Eventual-Inc / Daft

Distributed DataFrame for Python designed for the cloud, powered by Rust
https://getdaft.io
Apache License 2.0
1.82k stars 113 forks source link

[PERF]: local json reader #2264

Closed universalmind303 closed 4 weeks ago

universalmind303 commented 1 month ago

closes https://github.com/Eventual-Inc/Daft/issues/2196

universalmind303 commented 1 month ago

Some benchmarks using tpch scale 5 of "customer" table

Included polars to give a point of reference.

# polars with projection 
pl.scan_ndjson('./customer.json').select("c_mktsegment").collect()
# daft with projection
daft.read_json('./customer.json').select("c_mktsegment").collect()

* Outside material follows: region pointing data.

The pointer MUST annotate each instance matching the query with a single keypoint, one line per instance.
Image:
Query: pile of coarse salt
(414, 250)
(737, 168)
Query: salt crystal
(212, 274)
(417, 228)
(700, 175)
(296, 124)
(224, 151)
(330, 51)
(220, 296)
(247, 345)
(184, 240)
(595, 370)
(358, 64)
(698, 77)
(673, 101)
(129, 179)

# polars without projection 
pl.scan_ndjson('./customer.json').collect()
# daft without projection
daft.read_json('./customer.json').collect()

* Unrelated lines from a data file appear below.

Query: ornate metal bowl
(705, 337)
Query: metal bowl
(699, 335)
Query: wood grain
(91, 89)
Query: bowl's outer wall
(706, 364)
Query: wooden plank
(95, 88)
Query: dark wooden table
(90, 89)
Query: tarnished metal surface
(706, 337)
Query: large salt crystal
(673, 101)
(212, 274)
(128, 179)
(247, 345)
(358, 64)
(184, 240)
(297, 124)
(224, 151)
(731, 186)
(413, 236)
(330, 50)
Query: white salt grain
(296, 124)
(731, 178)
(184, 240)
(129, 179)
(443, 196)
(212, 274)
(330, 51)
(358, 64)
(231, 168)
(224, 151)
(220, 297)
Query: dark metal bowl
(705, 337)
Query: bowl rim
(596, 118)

# polars (with projection)
# 76.8 ms ± 1.88 ms per loop (mean ± std. dev. of 7 runs, 10 loops each)

# daft (with projection)
# 116 ms ± 1.39 ms per loop (mean ± std. dev. of 7 runs, 10 loops each)

# daft main (with projection)
# 181 ms ± 5.84 ms per loop (mean ± std. dev. of 7 runs, 10 loops each)

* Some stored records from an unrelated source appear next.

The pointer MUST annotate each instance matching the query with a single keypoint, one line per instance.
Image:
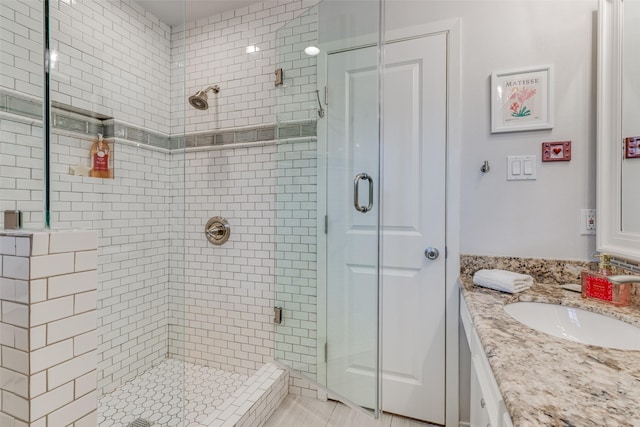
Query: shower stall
(117, 309)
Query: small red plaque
(632, 147)
(556, 151)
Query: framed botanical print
(522, 99)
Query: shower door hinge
(277, 315)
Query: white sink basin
(576, 324)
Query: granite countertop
(548, 381)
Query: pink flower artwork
(521, 94)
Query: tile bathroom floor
(297, 411)
(167, 394)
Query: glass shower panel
(21, 111)
(327, 204)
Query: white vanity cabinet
(487, 406)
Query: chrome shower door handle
(356, 202)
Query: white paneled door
(413, 161)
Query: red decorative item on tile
(556, 151)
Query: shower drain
(139, 423)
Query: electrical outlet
(587, 221)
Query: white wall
(537, 218)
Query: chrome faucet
(620, 279)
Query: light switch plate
(521, 168)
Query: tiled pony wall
(163, 289)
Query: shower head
(199, 100)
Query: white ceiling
(172, 12)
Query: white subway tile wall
(267, 193)
(237, 51)
(48, 337)
(131, 215)
(116, 59)
(22, 59)
(113, 58)
(21, 167)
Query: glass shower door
(327, 204)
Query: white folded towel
(502, 280)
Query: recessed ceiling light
(311, 50)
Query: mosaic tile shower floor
(173, 393)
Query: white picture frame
(522, 99)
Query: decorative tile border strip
(90, 123)
(247, 134)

# polars (without projection)
# 89 ms ± 2.03 ms per loop (mean ± std. dev. of 7 runs, 10 loops each)

# daft (without projection)
# 169 ms ± 2.38 ms per loop (mean ± std. dev. of 7 runs, 10 loops each)

# daft main (without projection)
# 247 ms ± 6.92 ms per loop (mean ± std. dev. of 7 runs, 1 loop each)
samster25 commented 1 month ago

assigning @clarkzinzow to take a look!